It’s hard to believe we’re almost at that time of year—cold and flu season, that is. Now is the time to stock up on basics and defend yourself with nutrition. Maintaining a healthy immune system is your best defense against influenza. In fact, taking a proactive approach will keep you healthier year round. Read these tips on how to stock your pantry with delicious and nutritious foods and snacks. Follow the simple steps below, and you may avoid the tissue box this year.
- Vitamin C – Vitamin C has been found by scientists to be an effective antiviral agent. Besides citrus, try kiwi fruit, mango, and strawberries. Vegetables high in vitamin C are peppers, parsley, broccoli, and kale.
- Vitamin A — Think red and orange–cantaloupe, guava, papaya, passion fruit. For veggies, eat leafy green vegetables and the cruciferous family (broccoli, cauliflower, cabbage)
Vitamin B6 — B6 plays a role in the creation of antibodies in the immune system. Eat plenty of avocados, bananas, and pomegranates. Here’s your chance to increase your intake of legumes. All beans, (kidney, navy, white, black, etc…) have very high amounts of B6 along with brown rice, walnuts, sunflower seeds, and hard wheat.

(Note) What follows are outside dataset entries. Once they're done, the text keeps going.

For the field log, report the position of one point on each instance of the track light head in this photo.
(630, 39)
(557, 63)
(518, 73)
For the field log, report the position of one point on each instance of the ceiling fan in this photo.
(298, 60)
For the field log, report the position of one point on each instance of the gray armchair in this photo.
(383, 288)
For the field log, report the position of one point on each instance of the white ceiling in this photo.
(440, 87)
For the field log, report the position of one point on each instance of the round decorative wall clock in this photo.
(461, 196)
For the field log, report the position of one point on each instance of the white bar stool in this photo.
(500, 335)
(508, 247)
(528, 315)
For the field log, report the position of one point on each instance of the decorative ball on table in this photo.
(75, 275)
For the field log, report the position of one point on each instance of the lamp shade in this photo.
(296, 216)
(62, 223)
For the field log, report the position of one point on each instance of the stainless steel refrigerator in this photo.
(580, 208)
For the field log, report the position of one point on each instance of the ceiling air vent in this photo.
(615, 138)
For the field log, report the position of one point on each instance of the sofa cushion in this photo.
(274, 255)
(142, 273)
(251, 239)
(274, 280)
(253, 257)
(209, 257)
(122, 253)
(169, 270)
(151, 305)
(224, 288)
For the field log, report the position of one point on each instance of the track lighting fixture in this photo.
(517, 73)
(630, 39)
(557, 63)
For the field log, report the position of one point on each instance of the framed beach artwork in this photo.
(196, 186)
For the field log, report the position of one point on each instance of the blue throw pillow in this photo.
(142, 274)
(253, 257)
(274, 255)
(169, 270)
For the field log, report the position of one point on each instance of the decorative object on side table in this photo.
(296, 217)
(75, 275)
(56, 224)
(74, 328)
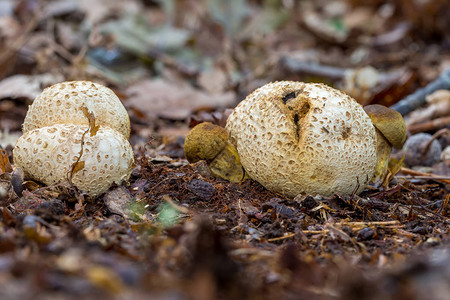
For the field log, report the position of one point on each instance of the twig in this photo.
(423, 175)
(430, 125)
(287, 236)
(417, 98)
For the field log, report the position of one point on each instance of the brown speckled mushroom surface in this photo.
(63, 101)
(57, 134)
(296, 137)
(47, 155)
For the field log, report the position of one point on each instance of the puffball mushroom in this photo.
(65, 102)
(295, 137)
(48, 153)
(76, 131)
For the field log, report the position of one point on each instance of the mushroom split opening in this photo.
(76, 131)
(295, 137)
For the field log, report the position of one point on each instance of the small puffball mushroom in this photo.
(209, 142)
(295, 137)
(391, 132)
(47, 155)
(66, 101)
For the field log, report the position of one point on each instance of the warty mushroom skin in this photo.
(47, 155)
(295, 137)
(65, 101)
(57, 134)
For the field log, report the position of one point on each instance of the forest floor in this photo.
(177, 232)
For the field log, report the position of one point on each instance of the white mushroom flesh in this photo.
(48, 154)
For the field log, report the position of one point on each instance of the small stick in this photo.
(423, 175)
(417, 98)
(287, 236)
(179, 208)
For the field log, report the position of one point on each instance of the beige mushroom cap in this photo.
(63, 103)
(389, 122)
(296, 137)
(47, 155)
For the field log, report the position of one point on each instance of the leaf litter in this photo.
(177, 231)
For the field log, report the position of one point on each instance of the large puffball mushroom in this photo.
(68, 100)
(76, 132)
(209, 142)
(391, 132)
(48, 154)
(295, 137)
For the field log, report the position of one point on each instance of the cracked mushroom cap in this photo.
(389, 122)
(47, 155)
(63, 103)
(295, 137)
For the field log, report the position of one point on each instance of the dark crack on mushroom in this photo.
(289, 96)
(297, 127)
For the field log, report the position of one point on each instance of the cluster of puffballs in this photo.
(292, 137)
(76, 132)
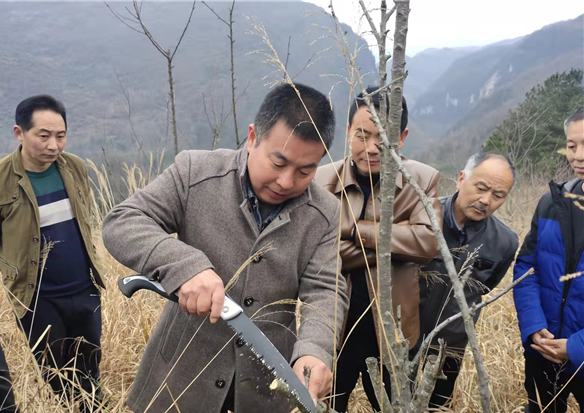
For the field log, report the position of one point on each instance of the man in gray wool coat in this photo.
(224, 206)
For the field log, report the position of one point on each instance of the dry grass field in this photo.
(127, 325)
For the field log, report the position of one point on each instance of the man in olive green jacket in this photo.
(47, 258)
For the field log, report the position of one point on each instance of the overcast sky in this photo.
(453, 23)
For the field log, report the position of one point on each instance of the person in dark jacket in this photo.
(479, 242)
(550, 307)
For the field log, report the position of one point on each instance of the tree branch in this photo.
(185, 30)
(373, 369)
(472, 310)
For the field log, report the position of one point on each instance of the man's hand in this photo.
(560, 346)
(202, 294)
(321, 378)
(541, 340)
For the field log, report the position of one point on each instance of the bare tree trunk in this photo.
(136, 24)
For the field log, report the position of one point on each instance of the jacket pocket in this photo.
(9, 271)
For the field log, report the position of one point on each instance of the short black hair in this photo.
(283, 103)
(28, 106)
(359, 102)
(578, 115)
(481, 156)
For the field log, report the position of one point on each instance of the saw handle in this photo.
(130, 285)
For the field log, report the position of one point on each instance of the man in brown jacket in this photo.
(224, 206)
(48, 261)
(413, 243)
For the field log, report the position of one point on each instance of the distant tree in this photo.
(534, 131)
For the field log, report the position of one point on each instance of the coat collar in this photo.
(348, 178)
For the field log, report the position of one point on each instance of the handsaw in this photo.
(253, 337)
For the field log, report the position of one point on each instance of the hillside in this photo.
(426, 67)
(82, 54)
(459, 111)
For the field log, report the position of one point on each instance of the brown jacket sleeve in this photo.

- Vitamin E – Like Vitamin C, Vitamin E plays a significant role as an antioxidant. Use olive or canola oil. Blackberries, black currants, and boysenberries have adequate amounts of Vitamin E. Snack on almonds, sunflower seeds, and hazelnuts.

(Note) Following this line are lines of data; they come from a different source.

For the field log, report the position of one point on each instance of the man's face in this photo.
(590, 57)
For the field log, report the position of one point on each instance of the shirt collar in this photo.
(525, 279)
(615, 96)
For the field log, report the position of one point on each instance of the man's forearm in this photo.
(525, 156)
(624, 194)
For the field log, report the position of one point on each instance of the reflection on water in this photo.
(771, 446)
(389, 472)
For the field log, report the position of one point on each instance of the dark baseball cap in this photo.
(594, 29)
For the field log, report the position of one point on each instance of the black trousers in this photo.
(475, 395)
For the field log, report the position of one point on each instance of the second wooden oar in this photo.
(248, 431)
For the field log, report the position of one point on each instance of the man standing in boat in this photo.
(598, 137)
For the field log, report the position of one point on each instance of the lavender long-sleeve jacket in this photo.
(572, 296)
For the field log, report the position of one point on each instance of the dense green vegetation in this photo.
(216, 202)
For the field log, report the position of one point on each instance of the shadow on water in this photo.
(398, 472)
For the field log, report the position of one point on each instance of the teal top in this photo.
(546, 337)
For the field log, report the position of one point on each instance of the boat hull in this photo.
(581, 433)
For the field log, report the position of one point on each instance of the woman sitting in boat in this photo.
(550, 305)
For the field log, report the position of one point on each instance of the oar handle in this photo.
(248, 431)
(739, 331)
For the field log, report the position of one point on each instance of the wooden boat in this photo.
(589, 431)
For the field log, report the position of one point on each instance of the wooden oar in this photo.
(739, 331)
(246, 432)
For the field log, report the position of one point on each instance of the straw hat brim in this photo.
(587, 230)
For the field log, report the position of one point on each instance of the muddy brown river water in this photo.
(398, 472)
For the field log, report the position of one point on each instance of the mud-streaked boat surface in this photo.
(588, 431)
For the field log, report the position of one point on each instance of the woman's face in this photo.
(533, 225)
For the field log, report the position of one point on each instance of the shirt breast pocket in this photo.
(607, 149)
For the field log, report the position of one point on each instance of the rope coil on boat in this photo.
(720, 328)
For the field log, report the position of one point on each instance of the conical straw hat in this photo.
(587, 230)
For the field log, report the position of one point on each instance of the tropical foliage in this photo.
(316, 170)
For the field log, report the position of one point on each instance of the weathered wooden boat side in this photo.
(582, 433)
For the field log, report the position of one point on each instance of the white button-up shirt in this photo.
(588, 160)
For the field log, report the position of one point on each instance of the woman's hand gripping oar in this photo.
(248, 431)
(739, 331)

- Selenium – Selenium increases immune cell production. Find excellent sources in shellfish, lobsters, crabs, and clams. Brazil nuts are exceptionally high in selenium. Try adding wheat, rice, or oat bran to breakfast cereals or breads to boost your intake.
- Boost T cells with tea — The Chinese have known the healing power of green tea for generations. Many believe that the unprocessed tea leaves can help to prevent or even cure many chronic diseases including heart disease, cancer and dementia. Research now confirms that consuming tea can help your immune system to operate at peak efficiency to fight those invading germs. Add ginger-another great immune booster.
The only cure for colds and flus is your body’s immune system, which means staying focused on nutrition–not antibiotics. Most cold and flu medications only mask symptoms, while you are still contagious to others.
Remember that most colds and flus are caught by placing your infected hands to your eyes or nose, so washing your hands is one of the most important things you can do outside of diet. And don’t forget to drink water, 8-10 glasses a day. Let the battle begin!